Reason editor-in-chief Nick Gillespie and Reason contributor Matt Welch have a piece on the rise of libertarianism at the Washington Post. And Gillespie is one of several people quoted in a Washington Times article on the same. From the WaPo piece:
In April 2006, the Pew Research Center published a study suggesting that 9 percent of Americans — more than enough to swing every presidential election since 1988 — espouse a “libertarian” ideology that opposes “government regulation in both the economic and the social spheres.”
They also look to Ron Paul’s success as an indication of increased popularity of the libertarian ideology.
I predicted this years ago. It’s a no brainer, really. How can an ideology that condones guns, dope, and porn while condemning taxes not catch on, especially with youth? It’s certainly a more attractive ideology than one that advocates high taxes and makes people feel bad for driving cars, eating meat, and shopping at Wal-Mart. Gillespie and Welch again:
College kids (a key bloc of Paul’s support) have seen no recent evidence that the GOP has anything to do with libertarianism. Yet there’s no reason to believe that Democrats will do anything useful about the government intrusion that so many young people abhor: the drug war, federal bans on same-sex marriage, online poker prohibitions, open-ended deployments in Iraq.

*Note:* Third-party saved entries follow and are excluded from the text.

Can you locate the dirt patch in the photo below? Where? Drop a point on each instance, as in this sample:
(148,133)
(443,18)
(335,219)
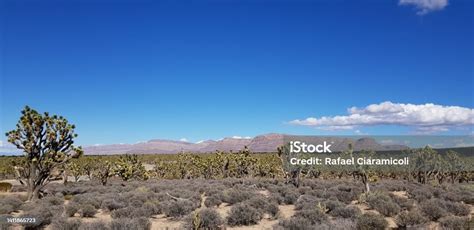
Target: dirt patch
(263,224)
(402,194)
(160,222)
(287,211)
(265,193)
(223,210)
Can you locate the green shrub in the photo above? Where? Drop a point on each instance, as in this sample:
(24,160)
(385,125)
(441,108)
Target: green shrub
(345,212)
(178,208)
(454,222)
(383,204)
(371,221)
(71,209)
(204,219)
(65,224)
(457,209)
(213,201)
(314,215)
(233,196)
(243,214)
(433,209)
(410,218)
(296,223)
(127,224)
(93,225)
(87,210)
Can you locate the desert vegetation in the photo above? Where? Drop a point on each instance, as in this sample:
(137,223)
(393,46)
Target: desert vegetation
(61,189)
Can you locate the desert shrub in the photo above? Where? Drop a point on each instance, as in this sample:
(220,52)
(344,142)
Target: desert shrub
(112,204)
(383,204)
(6,209)
(314,215)
(457,209)
(53,200)
(344,193)
(371,221)
(43,216)
(131,212)
(71,209)
(467,196)
(233,196)
(243,214)
(307,202)
(87,210)
(213,201)
(152,208)
(204,219)
(126,224)
(433,209)
(403,202)
(4,225)
(332,204)
(178,208)
(9,204)
(421,194)
(454,222)
(88,199)
(345,212)
(290,197)
(65,224)
(410,218)
(93,225)
(296,223)
(263,205)
(276,197)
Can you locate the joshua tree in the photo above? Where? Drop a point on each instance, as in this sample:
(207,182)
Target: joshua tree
(104,171)
(129,166)
(47,142)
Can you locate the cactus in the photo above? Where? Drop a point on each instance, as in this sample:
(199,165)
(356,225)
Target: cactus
(47,142)
(129,166)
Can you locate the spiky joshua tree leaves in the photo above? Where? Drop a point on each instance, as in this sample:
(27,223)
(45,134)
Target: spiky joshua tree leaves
(47,142)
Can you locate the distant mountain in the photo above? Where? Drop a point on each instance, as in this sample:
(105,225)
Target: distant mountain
(261,143)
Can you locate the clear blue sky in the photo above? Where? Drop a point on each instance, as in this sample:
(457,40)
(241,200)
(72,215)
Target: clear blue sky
(128,71)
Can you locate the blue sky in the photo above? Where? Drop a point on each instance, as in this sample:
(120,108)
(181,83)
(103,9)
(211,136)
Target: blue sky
(131,71)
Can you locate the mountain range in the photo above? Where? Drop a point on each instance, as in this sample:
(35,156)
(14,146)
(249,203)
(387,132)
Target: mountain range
(261,143)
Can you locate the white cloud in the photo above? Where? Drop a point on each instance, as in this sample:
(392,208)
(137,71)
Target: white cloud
(239,137)
(425,6)
(358,132)
(426,118)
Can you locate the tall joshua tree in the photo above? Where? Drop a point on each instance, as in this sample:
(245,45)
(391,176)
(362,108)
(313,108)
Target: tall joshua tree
(47,142)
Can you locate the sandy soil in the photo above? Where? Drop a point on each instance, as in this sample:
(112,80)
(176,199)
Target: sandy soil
(403,194)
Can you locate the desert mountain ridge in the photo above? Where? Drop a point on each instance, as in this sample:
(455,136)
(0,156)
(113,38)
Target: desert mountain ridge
(261,143)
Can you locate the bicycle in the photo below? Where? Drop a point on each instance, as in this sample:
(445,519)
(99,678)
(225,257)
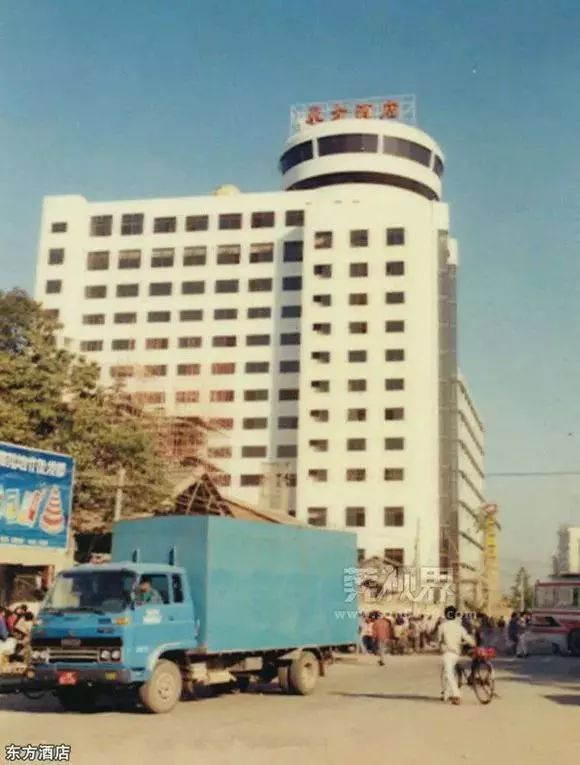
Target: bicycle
(481,675)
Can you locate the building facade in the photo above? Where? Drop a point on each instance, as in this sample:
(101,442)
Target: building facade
(313,327)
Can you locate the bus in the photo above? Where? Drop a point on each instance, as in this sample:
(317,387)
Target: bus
(556,613)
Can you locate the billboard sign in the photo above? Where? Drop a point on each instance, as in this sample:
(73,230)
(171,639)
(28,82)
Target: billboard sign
(35,497)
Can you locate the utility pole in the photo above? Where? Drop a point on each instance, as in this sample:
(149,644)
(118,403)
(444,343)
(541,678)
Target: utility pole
(119,494)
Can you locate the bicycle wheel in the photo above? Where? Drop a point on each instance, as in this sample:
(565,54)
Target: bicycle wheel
(484,682)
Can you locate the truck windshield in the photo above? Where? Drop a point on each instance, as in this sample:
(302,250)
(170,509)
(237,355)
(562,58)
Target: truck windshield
(100,591)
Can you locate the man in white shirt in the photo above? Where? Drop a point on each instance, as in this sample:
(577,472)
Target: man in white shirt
(452,635)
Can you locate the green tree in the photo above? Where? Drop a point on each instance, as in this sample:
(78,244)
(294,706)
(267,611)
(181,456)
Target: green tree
(522,591)
(51,399)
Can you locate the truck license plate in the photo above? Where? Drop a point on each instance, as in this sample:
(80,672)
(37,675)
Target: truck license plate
(67,678)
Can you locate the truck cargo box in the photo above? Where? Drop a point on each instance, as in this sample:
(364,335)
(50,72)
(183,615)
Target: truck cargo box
(255,586)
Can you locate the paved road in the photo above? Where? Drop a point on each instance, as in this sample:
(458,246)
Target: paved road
(360,711)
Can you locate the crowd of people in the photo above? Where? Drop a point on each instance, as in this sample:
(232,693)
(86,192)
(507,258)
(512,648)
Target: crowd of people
(15,629)
(405,633)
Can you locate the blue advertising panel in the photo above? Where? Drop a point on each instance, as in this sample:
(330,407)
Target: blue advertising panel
(35,497)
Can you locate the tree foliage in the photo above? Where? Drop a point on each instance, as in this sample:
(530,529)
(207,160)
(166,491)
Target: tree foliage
(51,399)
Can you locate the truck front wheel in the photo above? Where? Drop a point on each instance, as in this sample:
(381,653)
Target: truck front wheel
(163,689)
(303,674)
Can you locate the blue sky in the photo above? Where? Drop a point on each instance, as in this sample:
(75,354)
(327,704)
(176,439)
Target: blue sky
(151,98)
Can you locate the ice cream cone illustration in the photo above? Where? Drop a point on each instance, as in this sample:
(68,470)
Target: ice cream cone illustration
(52,518)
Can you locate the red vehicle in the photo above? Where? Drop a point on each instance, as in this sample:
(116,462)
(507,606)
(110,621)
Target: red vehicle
(556,613)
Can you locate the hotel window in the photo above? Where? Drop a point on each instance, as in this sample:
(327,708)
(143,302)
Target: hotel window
(291,311)
(263,220)
(394,516)
(194,256)
(260,394)
(257,367)
(96,291)
(287,423)
(55,257)
(155,370)
(395,236)
(359,238)
(262,253)
(223,286)
(130,259)
(293,252)
(395,555)
(54,286)
(355,516)
(192,288)
(394,268)
(197,223)
(223,368)
(162,257)
(222,396)
(255,423)
(186,396)
(191,315)
(288,394)
(290,338)
(259,312)
(156,343)
(228,254)
(294,217)
(289,366)
(164,225)
(260,285)
(188,370)
(132,223)
(189,342)
(317,516)
(253,452)
(356,357)
(358,328)
(101,225)
(323,240)
(123,345)
(127,290)
(224,341)
(159,289)
(358,298)
(91,345)
(221,314)
(158,316)
(94,318)
(230,221)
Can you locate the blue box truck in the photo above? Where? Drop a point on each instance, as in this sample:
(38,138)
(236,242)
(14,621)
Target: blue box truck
(191,601)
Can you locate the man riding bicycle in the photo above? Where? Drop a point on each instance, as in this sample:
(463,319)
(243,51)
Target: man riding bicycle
(451,636)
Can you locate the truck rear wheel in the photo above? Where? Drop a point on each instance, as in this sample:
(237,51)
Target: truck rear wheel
(303,674)
(163,689)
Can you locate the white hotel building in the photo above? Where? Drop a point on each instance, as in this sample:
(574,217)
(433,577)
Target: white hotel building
(315,327)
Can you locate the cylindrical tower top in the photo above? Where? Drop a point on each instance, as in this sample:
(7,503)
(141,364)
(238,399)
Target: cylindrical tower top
(369,142)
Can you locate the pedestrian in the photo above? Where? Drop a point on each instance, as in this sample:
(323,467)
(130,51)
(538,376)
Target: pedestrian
(452,636)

Indeed. And while many (most?) libertarians would disagree with me about various uses of the government to regulate big business or the environment, I think we can agree that the government’s intrusion into certain businesses – namely the porn, booze, prostitution, gambling, and recreational drug industries – have damaged both civil liberties and the economy. In 2002 I worried about the inevitable rise of libertarianism, concerned about their general lack of concern for the poor and marginalized. But in these days, with wars waging on against popular opinion and an ever expanding police state, I can’t help but welcome this new libertarian era.